N1904addons - Feature: morph_ttr

Feature group	Feature type	Data type	Available for node types	Feature status
`statistic`	`Node`	`str`	`book` `chapter` `verse` `sentence` `group` `wg` `phrase` `subphrase` `clause`	✅

Feature short description

Type to Token Ratio based on morph-tags for all word nodes under this node.

Feature values

A float number stored as a string representing a ratio in the range 0 to 1 (inclusive) where the dot denotes a decimal point, not a thousands separator.

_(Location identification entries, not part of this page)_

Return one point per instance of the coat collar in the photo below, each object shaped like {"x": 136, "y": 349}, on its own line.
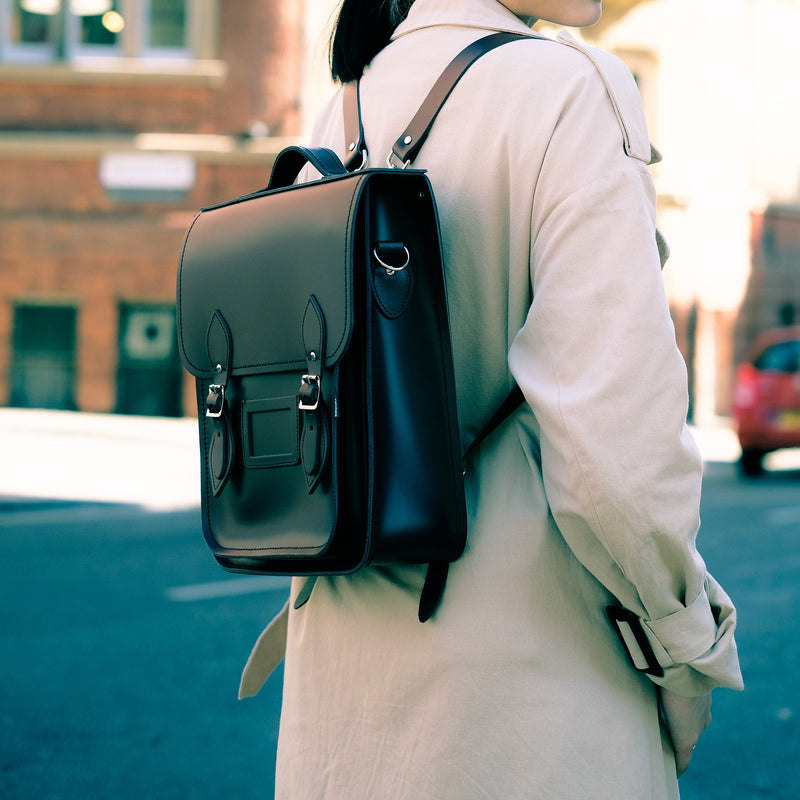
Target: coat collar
{"x": 482, "y": 14}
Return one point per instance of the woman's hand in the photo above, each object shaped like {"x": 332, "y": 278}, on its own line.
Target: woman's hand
{"x": 686, "y": 718}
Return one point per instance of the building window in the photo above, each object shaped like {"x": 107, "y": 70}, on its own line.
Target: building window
{"x": 43, "y": 358}
{"x": 68, "y": 30}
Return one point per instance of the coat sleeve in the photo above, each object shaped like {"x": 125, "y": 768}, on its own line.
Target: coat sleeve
{"x": 599, "y": 366}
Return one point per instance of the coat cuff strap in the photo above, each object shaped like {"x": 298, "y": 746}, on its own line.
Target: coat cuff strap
{"x": 679, "y": 638}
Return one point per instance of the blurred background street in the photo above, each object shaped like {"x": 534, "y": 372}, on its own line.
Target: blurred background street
{"x": 121, "y": 641}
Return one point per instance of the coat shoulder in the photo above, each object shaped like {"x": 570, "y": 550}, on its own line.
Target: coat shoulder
{"x": 623, "y": 93}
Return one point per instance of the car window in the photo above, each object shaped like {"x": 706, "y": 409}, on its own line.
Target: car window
{"x": 781, "y": 357}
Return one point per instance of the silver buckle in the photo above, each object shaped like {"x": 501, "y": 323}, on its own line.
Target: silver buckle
{"x": 399, "y": 165}
{"x": 315, "y": 382}
{"x": 390, "y": 269}
{"x": 215, "y": 400}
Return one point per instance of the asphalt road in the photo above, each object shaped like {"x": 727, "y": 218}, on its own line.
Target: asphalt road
{"x": 121, "y": 643}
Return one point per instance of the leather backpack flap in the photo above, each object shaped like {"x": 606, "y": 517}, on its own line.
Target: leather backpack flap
{"x": 265, "y": 316}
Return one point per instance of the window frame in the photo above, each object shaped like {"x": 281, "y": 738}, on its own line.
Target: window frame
{"x": 132, "y": 42}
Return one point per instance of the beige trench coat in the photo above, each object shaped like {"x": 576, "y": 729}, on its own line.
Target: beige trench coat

Detailed feature description

This feature provides the Morph-to-Token Ratio (MTR), which is a measure for morph diversity. It is defined as:

\[\text{MTR} = \frac{|\{\text{unique morphs in the text}\}|}{N}\]

Visualizing

The following plot compares the Type-to-Token Ratios measured over word form (TTR), lemma (LTR), and morphology (MTR) for each book of the New Testament. The image clearly shows that shorter books generaly are resulting in higher ratio, even though TTR is iself already a normalized measure. To account for this length-related bias there are various methods of normalization. A large number of those methods are made conveniently accessible using the Python package lexicalrichness.

Data source

GitHub repository Create_TF_stat_features.